Review. David Finchers „Mank“ betrachtet die Entstehung des Drehbuchs für Orson Welles‘ „Citizen Kane“. Aber gelingt ihm etwas ebenbürtiges zu dem großen Klassiker?
Orson Welles schuf 1941 mit „Citizen Kane“ ein zeitloses Meisterwerk, das durch zahlreiche Innovationen Filme bis heute verändern sollte. Unter anderem deshalb gilt der mit neun Oscar-Nominierungen versehene Film für viele immer noch als einer der besten aller Zeiten. Ein weiteres Novum war, dass der damalige Newcomer Orson Welles, der sich vor allem durch seine berühmte Radiodarbietung von „Der Krieg der Welten“ einen Namen machen konnte, bei seinem Erstlingswerk als Regisseur zudem auch noch selbst die Hauptrolle, die Produktion und das Drehbuch übernahm. Damit legte er einen Grundstein für die wenig später entwickelte Auteur-Theorie, nach der der:die Regisseur:in als Autor:in und zentrale:r Urheber:in des Kunstwerks gesehen werden kann. Diese Form des Filmemachens soll für eine stärkere kreative Einheit sorgen, um nicht nur ein Kompromiss-Produkt aus vielen verschiedenen Federn zu erzeugen. Die Kritik an dieser Theorie weist darauf hin, dass es sich bei der Produktion eines Films immer um Teamarbeit handele und man nie genau sagen könne, welche Einfälle direkt von dem:der Regisseur:in stammen oder welche vielleicht von dem:der Kameramann:frau oder den Schauspielenden.
David Fincher greift diese Frage nun auf, indem er das Drehbuch seines 2003 bereits verstorbenen Vaters Jack verfilmte. Dabei handelt es sich ganz klar um ein Herzensprojekt des Regisseurs, der sich durch Filme wie „Fight Club“, „Sieben“ oder „The Social Network“ einen Namen machen konnte. Lange wollte kein Studio seinen Schwarz-Weiß-Film finanzieren, doch nun fand er mit Netflix einen Partner, der dafür bekannt ist, bereits berühmten Regisseur:innen viel Geld und eine freie Hand für ihre Projekte zu geben.

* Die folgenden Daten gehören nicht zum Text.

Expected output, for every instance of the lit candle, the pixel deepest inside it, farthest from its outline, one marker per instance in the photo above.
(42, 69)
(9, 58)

Bei diesem handelt es sich zweifelsohne um einen Anwärter auf die Oscars 2021, denn Hollywood liebt nun mal Hollywood und insbesondere die Geschichten über seine goldenen Zeiten.
Der sogenannte „Mank“ heißt eigentlich Herman J. Mankiewicz, und wird hier von Gary Oldman als schrulliges, aber gewieftes Genie mit gewaltigem Alkoholproblem verkörpert. Von einem Autounfall vorerst an sein Bett gefesselt hat er 60 Tage Zeit, um für das Wunderkind Welles ein Drehbuch zu verfassen. Das Unterfangen wird von einigen Rückblicken gespickt, in der die Inspirationsquellen und Verantwortlichen für den Werdegang von Hollywood und Mankiewicz gezeigt werden sollen. Die ganze Machart von „Mank“ soll ein großes Zitat seines großen Vorbilds sein, wofür der Perfektionist Fincher den Film zwar mit der modernsten Technik aufnahm, das Material aber in der Postproduktion künstlich verschlechtern ließ, was für ein extrem weiches Bild mit rauschendem Ton sorgt, das von kleinen Gimmicks wie Kratzern im Bild und „Cue Marks“ begleitet wird. Man wird hier die ganze Zeit daran erinnert, dass man einen Film schaut, der genauso aussehen will, wie er aussieht, allerdings passiert dies auf eine sehr verkrampfte Weise. Die Dialoge stupsen das Publikum permanent an, als wollte der Film sagen: „Guck mal, wir können auch politisch!“
Fincher will hier Orson Welles als Auteur vom Thron stoßen, indem er die aufreibende Arbeit des Drehbuchs zeigt. Statt die Theorie aber zu entkräften, setzt er lediglich Mank an dessen Stelle und zeigt uns über zwei Stunden, wie ein Betrunkener an seiner Schreibblockade leidet, wofür die Meisten auch einfach nur auf die nächste Hausarbeit hätten warten können. Fincher erzählt die eigentlich interessante Geschichte jeweils ähnlich spannend.